From a warehouse problem I read about to a working MLOps pipeline

There's a stat that stuck with me when I started this project: online fashion retailers see return rates of up to 30%. That's nearly 1 in 3 items coming back.

Behind that number is a real operational headache. Every returned item — a pair of casual shoes, a handbag, a watch — has to be physically inspected, categorized, and processed. Is it a shirt or a top? Does it go back on the shelf or get refurbished? That decision, made by a human staring at an item after a long shift, happens hundreds of times a day.

I wanted to solve that with machine learning. Not just train a model and call it a day — but build something that could actually run in the background of a warehouse operation: automated, reliable, and observable.

That project is RefundClassifier.

The Problem with "Just Training a Model"

When I started thinking about this, my first instinct was the same as any ML student's: find a dataset, train a classifier, hit 90%+ accuracy, done.

But accuracy on a test set doesn't keep a warehouse running. The real questions are harder:

What happens when the batch job crashes halfway through 400 images at 2 AM?
How do you update the model without taking the whole system down?
How do you know if predictions are quietly degrading weeks after deployment?
Who reviews the results in the morning — and in what format?

These are MLOps problems. And they're the gap between a notebook demo and a system someone can actually trust.

RefundClassifier is my attempt to close that gap.

What the System Does

In plain terms: every night at 2 AM, the system picks up all the return images uploaded during the business day, runs them through an ML model, and writes out a results file that warehouse staff can review in the morning.

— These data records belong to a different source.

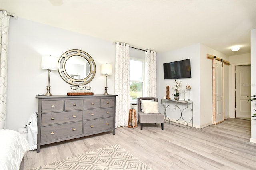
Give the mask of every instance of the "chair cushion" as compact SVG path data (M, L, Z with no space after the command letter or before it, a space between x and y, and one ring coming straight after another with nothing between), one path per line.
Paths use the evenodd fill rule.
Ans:
M146 102L151 102L152 101L154 101L154 99L151 100L142 100L140 99L140 105L141 105L141 111L142 112L144 112L144 103Z
M142 111L138 113L138 118L141 123L163 123L164 115L161 113L144 113Z
M160 113L158 103L156 101L144 102L144 113Z

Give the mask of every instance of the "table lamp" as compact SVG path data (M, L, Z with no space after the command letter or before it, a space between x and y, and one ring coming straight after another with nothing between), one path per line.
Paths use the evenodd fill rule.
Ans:
M47 93L44 95L49 96L52 95L50 92L51 89L50 86L50 74L51 70L57 70L58 69L58 58L51 55L42 55L42 62L41 68L42 69L48 70L48 85L47 86Z
M107 91L108 87L107 87L107 77L108 75L112 74L112 65L110 64L102 64L101 65L101 74L106 75L106 86L105 87L105 93L104 95L107 95L108 94Z

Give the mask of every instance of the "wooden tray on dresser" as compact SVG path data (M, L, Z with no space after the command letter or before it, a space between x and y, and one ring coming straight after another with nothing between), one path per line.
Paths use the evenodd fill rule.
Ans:
M68 96L80 96L80 95L93 95L93 92L83 92L83 93L67 93Z

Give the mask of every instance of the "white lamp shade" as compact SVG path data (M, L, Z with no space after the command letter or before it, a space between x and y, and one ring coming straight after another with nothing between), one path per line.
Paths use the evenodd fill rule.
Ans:
M41 68L42 69L51 70L58 69L58 58L51 55L42 55Z
M110 64L102 64L101 74L108 75L112 74L112 65Z

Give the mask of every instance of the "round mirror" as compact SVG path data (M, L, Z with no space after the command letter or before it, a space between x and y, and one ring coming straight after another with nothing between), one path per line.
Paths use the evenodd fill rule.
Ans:
M62 55L58 63L60 76L72 85L85 85L94 77L96 67L92 58L78 49L68 51Z

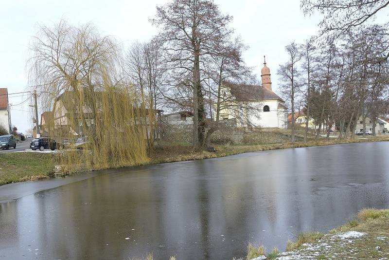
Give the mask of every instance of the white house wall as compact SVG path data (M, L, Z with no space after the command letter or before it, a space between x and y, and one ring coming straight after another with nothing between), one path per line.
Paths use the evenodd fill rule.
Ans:
M9 130L8 111L7 109L0 109L0 125L3 126L7 131Z
M264 101L258 102L252 102L252 104L258 107L257 110L252 111L248 118L250 122L255 126L262 128L278 128L285 127L286 111L284 110L279 109L279 102L277 100ZM264 112L264 107L268 106L270 111Z

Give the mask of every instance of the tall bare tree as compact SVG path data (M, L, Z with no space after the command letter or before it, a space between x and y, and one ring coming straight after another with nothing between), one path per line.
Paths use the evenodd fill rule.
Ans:
M280 65L277 71L282 82L282 91L288 100L290 101L291 109L292 142L295 142L295 98L301 84L298 81L301 73L298 63L301 58L301 54L299 46L293 42L285 47L289 60L284 64Z

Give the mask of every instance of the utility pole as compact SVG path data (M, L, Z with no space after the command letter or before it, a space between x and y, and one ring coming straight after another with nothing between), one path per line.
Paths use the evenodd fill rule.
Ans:
M39 124L38 122L38 101L36 97L36 91L34 91L34 99L35 103L35 127L36 128L36 138L39 138L40 137L40 134L39 133Z
M8 104L8 131L9 134L12 133L12 124L11 122L11 105L12 104Z

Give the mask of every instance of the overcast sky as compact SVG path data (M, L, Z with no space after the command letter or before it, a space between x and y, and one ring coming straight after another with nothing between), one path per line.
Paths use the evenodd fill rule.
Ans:
M29 44L39 24L49 25L64 19L74 25L91 22L103 35L114 36L125 47L135 40L151 39L157 32L149 21L155 7L165 0L1 0L0 1L0 87L9 93L27 86L26 62ZM233 17L231 27L250 47L247 63L260 76L263 56L270 69L277 93L279 64L287 59L284 46L303 43L317 33L320 17L304 17L299 0L215 0L222 13ZM13 125L19 131L32 128L28 97L10 95ZM40 117L40 115L39 115Z

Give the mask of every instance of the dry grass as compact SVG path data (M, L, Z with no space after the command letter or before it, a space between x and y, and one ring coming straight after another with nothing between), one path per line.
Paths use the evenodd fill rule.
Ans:
M260 256L264 256L265 254L265 246L263 245L257 245L256 243L248 243L248 245L247 246L247 260L253 259Z
M154 260L154 256L152 253L148 253L147 255L146 255L146 257L142 257L142 258L129 258L129 260ZM173 256L170 257L169 259L170 260L176 260L176 256Z
M278 256L280 255L280 251L278 250L278 248L277 247L275 246L272 251L266 256L266 259L270 260L270 259L275 259Z
M305 243L313 243L323 237L324 234L318 231L300 232L296 235L296 241L286 242L286 251L298 248Z
M375 219L389 215L389 209L376 209L372 208L364 208L358 213L358 218L362 221L369 219Z

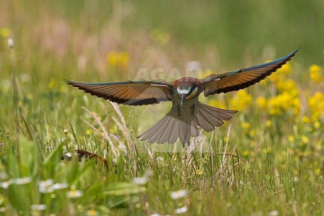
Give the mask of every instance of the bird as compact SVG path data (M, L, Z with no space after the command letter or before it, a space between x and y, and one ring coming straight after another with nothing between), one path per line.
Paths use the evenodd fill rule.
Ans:
M184 77L170 82L159 79L92 83L63 80L91 95L118 104L141 106L171 101L172 107L166 114L137 138L158 144L173 144L179 138L185 148L191 137L199 136L199 129L211 132L238 112L201 103L198 101L200 93L208 97L248 87L281 68L300 48L272 61L204 79Z

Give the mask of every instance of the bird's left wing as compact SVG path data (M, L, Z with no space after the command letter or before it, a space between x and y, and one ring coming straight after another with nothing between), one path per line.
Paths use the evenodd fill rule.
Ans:
M171 100L173 85L164 80L87 83L64 80L69 85L105 100L131 106Z
M201 81L205 97L243 89L264 79L280 68L295 55L300 47L288 55L246 68L208 76Z

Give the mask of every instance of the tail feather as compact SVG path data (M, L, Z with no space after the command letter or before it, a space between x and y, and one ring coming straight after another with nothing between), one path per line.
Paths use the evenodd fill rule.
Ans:
M179 138L183 145L190 143L191 137L199 135L197 127L169 116L170 112L151 128L139 136L142 141L158 144L174 143Z
M150 143L174 143L180 138L182 146L190 144L191 137L199 136L198 127L210 132L224 124L224 121L232 118L230 115L237 112L235 110L217 108L200 103L200 108L190 124L170 116L171 111L159 121L151 128L137 138Z
M224 121L232 118L230 115L237 112L236 110L225 110L213 107L199 102L200 109L195 116L193 122L195 125L209 132L224 124Z

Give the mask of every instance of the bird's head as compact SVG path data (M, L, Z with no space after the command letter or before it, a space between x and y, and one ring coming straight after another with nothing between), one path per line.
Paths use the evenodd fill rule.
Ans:
M181 82L178 84L176 91L181 97L182 106L184 100L190 99L197 95L198 87L195 82Z

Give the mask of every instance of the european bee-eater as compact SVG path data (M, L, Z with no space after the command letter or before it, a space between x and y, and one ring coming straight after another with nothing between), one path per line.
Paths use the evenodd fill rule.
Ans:
M209 75L203 79L182 77L163 80L86 83L65 80L86 93L112 102L139 106L172 101L172 108L155 125L138 137L150 143L174 143L178 138L184 147L199 135L198 127L210 132L232 118L238 111L213 107L198 101L205 97L243 89L258 83L280 68L298 51L269 62L232 72Z

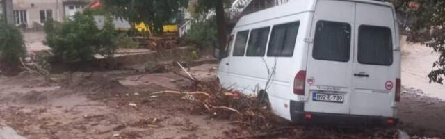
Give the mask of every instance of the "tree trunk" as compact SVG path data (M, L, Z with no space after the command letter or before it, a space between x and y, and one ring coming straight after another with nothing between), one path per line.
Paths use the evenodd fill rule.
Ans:
M218 28L218 44L220 49L220 59L225 54L227 44L227 33L223 0L216 0L215 10L216 13L216 26Z

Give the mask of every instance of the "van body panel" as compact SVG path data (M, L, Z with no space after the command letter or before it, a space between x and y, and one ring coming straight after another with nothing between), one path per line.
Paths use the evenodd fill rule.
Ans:
M314 46L316 43L315 35L319 22L334 22L344 23L350 26L354 25L355 10L354 2L343 1L318 1L316 7L312 22L311 38L314 42L309 46L307 54L307 79L313 79L307 81L306 95L308 97L305 104L305 110L309 112L329 113L337 114L349 114L350 101L352 85L353 61L332 61L316 59L314 56ZM350 28L350 35L354 33ZM352 33L352 34L350 34ZM350 38L350 47L353 39ZM323 46L322 46L323 47ZM350 49L348 55L352 56L353 50ZM350 56L352 57L352 56ZM316 101L313 99L314 93L334 94L343 95L341 103Z
M390 7L376 5L356 3L355 29L359 31L364 26L378 26L390 31L391 42L391 52L392 61L389 65L378 65L375 64L361 63L359 53L359 33L355 34L353 73L364 73L368 77L355 76L353 79L354 93L350 98L350 113L353 115L394 116L392 103L394 101L396 79L398 75L398 67L400 61L397 61L398 53L394 53L398 44L398 38L396 35L395 22L393 10ZM388 38L388 39L389 39ZM377 55L378 56L378 54ZM399 73L400 73L400 70ZM377 102L377 103L376 103Z
M289 120L306 120L304 119L305 113L312 113L317 117L370 117L385 121L395 116L397 104L394 101L395 83L396 79L400 76L400 51L397 51L400 50L400 44L398 39L395 39L398 38L398 33L394 14L394 8L387 2L293 0L245 15L232 30L231 35L234 36L234 41L229 44L229 56L222 58L220 63L218 77L224 88L239 91L245 95L257 95L260 90L265 90L274 113ZM268 48L274 27L293 22L298 22L299 26L293 55L268 56ZM357 56L361 25L371 28L385 27L380 32L371 31L368 35L390 31L391 42L394 50L390 65L376 65L358 61L359 58L364 57ZM248 56L250 38L259 35L252 35L252 32L264 28L269 28L267 40L260 40L261 43L267 42L265 42L267 44L265 54ZM248 32L248 36L243 48L244 54L243 56L234 56L237 33L245 31ZM340 35L337 35L334 33ZM317 33L323 35L317 37ZM331 33L334 35L330 35ZM333 42L338 42L343 47L330 51L321 49L320 51L320 48L335 49L332 46L323 47L328 44L326 42L329 40L325 40L330 37L334 37L331 39L333 40L338 40L337 38L341 38L341 41ZM317 42L320 38L323 38L321 40L323 41ZM349 44L348 50L344 49L347 48L344 47L345 42ZM237 48L238 50L239 47ZM326 56L326 54L332 54L330 51L339 50L341 50L345 56L333 59ZM346 54L348 54L347 58ZM372 54L368 54L372 56ZM369 57L364 58L366 60L372 60ZM369 62L366 60L365 62ZM299 71L306 71L304 95L293 93L294 78ZM360 74L368 74L369 76L360 76ZM388 82L394 83L394 88L385 88L385 83ZM343 99L341 102L332 102L314 99L314 96L318 96L314 95L321 94L342 96Z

The five categories it classifies are: Casual Shoes, Handbags, Shirts, Tops, and Watches — trained on 2,500 product images with 96.53% accuracy on the test set.

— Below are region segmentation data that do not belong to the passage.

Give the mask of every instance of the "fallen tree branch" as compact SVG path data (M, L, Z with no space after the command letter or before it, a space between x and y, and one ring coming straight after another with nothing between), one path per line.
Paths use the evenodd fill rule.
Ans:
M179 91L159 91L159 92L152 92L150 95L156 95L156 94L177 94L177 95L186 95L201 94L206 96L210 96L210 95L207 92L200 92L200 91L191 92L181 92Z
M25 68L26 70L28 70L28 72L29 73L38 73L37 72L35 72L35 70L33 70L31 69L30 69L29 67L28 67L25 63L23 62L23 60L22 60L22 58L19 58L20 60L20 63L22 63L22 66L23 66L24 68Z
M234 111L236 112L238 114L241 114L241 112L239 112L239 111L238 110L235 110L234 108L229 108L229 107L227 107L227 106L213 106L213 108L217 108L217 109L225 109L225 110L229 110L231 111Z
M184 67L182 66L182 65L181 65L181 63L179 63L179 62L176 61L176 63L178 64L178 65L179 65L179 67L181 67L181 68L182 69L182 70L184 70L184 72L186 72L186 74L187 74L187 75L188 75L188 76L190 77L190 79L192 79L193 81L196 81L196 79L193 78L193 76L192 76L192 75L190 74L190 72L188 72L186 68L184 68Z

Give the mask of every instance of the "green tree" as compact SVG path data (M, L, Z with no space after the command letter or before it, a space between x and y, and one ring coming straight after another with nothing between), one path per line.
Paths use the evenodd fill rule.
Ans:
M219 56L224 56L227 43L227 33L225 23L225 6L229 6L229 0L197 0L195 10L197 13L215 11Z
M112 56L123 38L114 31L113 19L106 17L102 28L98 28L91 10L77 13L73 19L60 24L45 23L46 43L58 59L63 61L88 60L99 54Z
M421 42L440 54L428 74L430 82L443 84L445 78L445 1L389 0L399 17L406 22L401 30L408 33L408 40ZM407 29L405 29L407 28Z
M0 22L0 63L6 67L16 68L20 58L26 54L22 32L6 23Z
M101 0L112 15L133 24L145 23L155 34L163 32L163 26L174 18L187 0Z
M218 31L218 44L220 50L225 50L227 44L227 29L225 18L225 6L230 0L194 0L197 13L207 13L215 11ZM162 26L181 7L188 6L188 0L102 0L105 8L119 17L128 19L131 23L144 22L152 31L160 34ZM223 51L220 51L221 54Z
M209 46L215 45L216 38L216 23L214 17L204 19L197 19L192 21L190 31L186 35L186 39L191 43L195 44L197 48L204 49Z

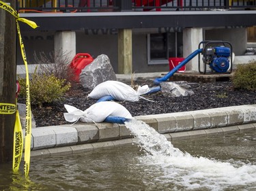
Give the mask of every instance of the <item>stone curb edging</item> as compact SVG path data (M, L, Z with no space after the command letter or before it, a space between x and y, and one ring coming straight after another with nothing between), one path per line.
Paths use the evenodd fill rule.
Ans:
M256 105L134 117L168 140L256 129ZM124 124L76 123L32 130L31 156L77 152L134 142Z

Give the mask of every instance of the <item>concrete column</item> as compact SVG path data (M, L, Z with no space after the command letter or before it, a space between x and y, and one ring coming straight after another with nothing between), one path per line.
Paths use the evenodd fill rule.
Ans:
M186 58L198 49L198 45L203 41L202 28L188 28L183 30L183 56ZM194 57L186 65L186 72L199 72L198 56Z
M69 55L71 60L76 55L76 32L74 31L59 31L54 36L54 51L55 54L63 54Z
M118 73L132 73L132 29L118 30Z

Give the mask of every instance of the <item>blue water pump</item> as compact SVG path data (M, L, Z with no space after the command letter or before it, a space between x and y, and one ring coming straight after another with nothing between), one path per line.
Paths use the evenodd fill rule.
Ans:
M230 48L225 46L207 48L203 58L205 63L218 73L227 72L229 68Z
M201 46L203 48L201 48ZM199 70L206 73L206 65L214 73L231 73L232 70L232 46L227 41L201 41L199 48L202 50L204 71L201 71L201 58L199 55Z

But the interesting parts aren't the model. They're the infrastructure around it.

How It's Built

The architecture has three main layers:

1. The Model Service (FastAPI)
A lightweight REST API that loads the EfficientNet-B0 model from an MLflow registry and serves /predict endpoints. It's stateless — it doesn't know or care about batches. It just classifies what it's given.

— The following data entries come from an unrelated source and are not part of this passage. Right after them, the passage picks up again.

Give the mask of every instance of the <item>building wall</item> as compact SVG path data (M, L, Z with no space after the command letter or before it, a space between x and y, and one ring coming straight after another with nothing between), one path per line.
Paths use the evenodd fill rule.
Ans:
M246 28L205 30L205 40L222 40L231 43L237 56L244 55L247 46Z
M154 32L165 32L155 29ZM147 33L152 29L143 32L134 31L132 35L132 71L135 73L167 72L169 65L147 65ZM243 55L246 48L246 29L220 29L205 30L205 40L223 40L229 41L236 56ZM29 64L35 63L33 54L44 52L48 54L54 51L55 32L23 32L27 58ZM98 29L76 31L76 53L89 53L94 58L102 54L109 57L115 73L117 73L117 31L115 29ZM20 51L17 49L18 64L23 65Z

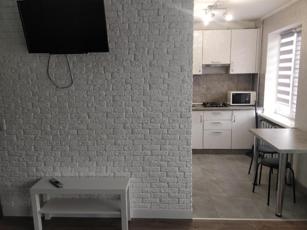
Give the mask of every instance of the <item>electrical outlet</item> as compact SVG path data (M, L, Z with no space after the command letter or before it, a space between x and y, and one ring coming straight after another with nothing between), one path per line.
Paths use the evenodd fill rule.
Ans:
M0 131L4 131L5 129L5 120L1 119L0 120Z

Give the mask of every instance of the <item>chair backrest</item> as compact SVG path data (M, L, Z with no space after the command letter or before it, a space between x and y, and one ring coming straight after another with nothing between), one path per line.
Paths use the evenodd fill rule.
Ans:
M256 119L256 128L258 128L258 111L257 111L257 105L255 102L255 118Z

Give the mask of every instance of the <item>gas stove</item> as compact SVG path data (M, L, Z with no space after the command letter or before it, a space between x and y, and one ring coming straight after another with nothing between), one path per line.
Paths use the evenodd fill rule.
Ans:
M203 105L205 108L211 107L226 107L230 108L230 106L224 102L204 102Z

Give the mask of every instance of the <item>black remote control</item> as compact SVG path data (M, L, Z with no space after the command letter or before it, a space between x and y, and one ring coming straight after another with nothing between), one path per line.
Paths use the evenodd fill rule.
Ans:
M50 182L57 187L62 187L64 186L64 185L59 181L58 181L55 178L51 178L49 179L49 180L50 181Z

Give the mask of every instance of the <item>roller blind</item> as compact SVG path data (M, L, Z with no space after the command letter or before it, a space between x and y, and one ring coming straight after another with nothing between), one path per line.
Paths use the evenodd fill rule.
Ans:
M300 67L300 55L301 53L301 31L300 31L296 34L290 109L290 111L294 113L295 113L295 109L296 108L296 97L297 95L297 82L298 82L298 69Z
M277 95L280 108L295 115L296 108L301 32L297 29L281 34Z

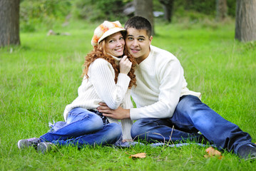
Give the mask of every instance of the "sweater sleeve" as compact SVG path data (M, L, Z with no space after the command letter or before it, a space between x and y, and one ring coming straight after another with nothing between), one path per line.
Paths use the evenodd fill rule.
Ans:
M158 82L154 84L159 89L157 100L146 106L139 106L138 108L130 110L130 118L133 120L146 118L166 118L173 116L176 105L179 101L183 87L183 69L178 59L172 59L156 68ZM147 83L150 78L145 77L145 74L141 73L145 81ZM153 79L152 79L153 80ZM140 93L138 100L149 99L147 88L145 92Z
M98 96L110 108L116 109L124 98L130 78L119 73L116 84L114 70L104 59L96 60L90 67L91 82Z

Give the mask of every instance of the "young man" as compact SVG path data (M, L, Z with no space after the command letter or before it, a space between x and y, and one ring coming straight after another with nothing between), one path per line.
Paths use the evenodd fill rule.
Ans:
M116 119L137 120L131 130L135 139L175 142L204 137L218 149L233 151L241 158L256 157L250 135L203 103L200 93L187 88L177 58L151 45L151 24L146 19L132 17L125 28L126 46L138 62L137 86L132 89L137 108L113 110L101 103L99 112Z

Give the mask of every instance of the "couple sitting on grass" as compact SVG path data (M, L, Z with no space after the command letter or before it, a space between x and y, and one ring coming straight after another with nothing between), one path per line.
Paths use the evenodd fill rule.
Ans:
M128 19L125 28L118 21L98 26L78 97L64 110L64 125L21 140L19 148L34 146L44 152L56 145L113 144L122 136L123 142L206 140L241 158L255 158L250 135L203 103L200 93L188 90L177 58L151 45L151 28L141 16Z

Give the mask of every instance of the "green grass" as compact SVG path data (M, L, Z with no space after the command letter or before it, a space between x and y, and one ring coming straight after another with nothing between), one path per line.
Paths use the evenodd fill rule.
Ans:
M234 40L234 22L157 23L153 44L175 55L185 70L188 88L202 100L237 124L256 142L255 125L256 44ZM1 170L252 170L256 162L206 159L206 147L130 148L68 147L46 155L20 151L22 138L46 133L48 123L63 120L63 111L77 95L84 56L91 49L96 24L72 24L55 31L21 33L20 47L0 49L0 165ZM128 154L146 152L143 159ZM128 153L128 154L127 154Z

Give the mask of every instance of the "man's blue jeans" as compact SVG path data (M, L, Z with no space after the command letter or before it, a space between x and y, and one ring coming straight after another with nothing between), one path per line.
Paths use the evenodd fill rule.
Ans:
M173 127L174 129L173 130ZM147 141L182 141L200 140L202 135L220 150L233 150L242 145L252 144L252 138L232 123L203 103L193 95L180 98L172 118L166 119L143 118L137 120L131 128L133 138Z
M117 123L103 125L101 117L86 109L72 109L63 127L47 133L40 137L42 141L56 145L107 145L115 143L121 137L122 130Z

Separating the model into its own service was a deliberate choice. It means I can update, restart, or swap the model without touching the batch processing logic.

2. The Batch Orchestrator (Python)
This is the core of the system. It runs on a cron schedule, scans the input directory for unprocessed images, calls the Model Service in batches of 10, writes results to a CSV, and pushes metrics to Prometheus.

The most important feature here: checkpoint recovery. If the job crashes at image 287 of 400, it doesn't restart from zero. It reads the checkpoint, skips what's already done, and continues. In a production warehouse context, reprocessing already-classified items creates data integrity issues. This prevents that.

3. Monitoring (Prometheus + Grafana)
Every batch run pushes metrics — inference latency, batch success rate, class distribution — to a Prometheus Pushgateway. Grafana dashboards surface those metrics visually. If the model starts misclassifying at unusual rates, or a batch takes 3x longer than normal, it shows up.

This was the part I underestimated the most. Monitoring isn't a "nice to have." It's how you find out something is wrong before a human has to tell you.

Model Versioning with MLflow

The model is registered in MLflow with a production alias — a pointer that says "this is the version the Model Service should load." When I retrain with new data, I register the new version and promote it to production. The service picks it up on restart, no code changes needed.

This is the simplest version of a deployment pipeline, but it enforces a useful discipline: the model is never just a file on disk. It has a version, experiment metadata, accuracy metrics attached to it, and a clear promotion path.

The UI

There's also a Streamlit interface for manual use — useful for ad-hoc classification or demos. Staff can upload a batch of images, trigger classification, and see the results in a table without touching the command line.

What I Actually Learned

Building this taught me a few things that no ML course covered:

Batch processing is underrated. Most tutorials show real-time inference. But most real business operations don't need sub-second latency — they need reliable, scheduled, auditable processing. Batch is often the right answer.

The 10% that isn't model accuracy is 90% of the work. Getting to 96% accuracy took two days. Getting checkpoint recovery, metric pushing, model registry integration, and error handling right took the rest of the project.

Observability is the difference between a deployed model and a trusted system. A model running in the dark is not production. A model with dashboards, alerts, and traceable outputs is.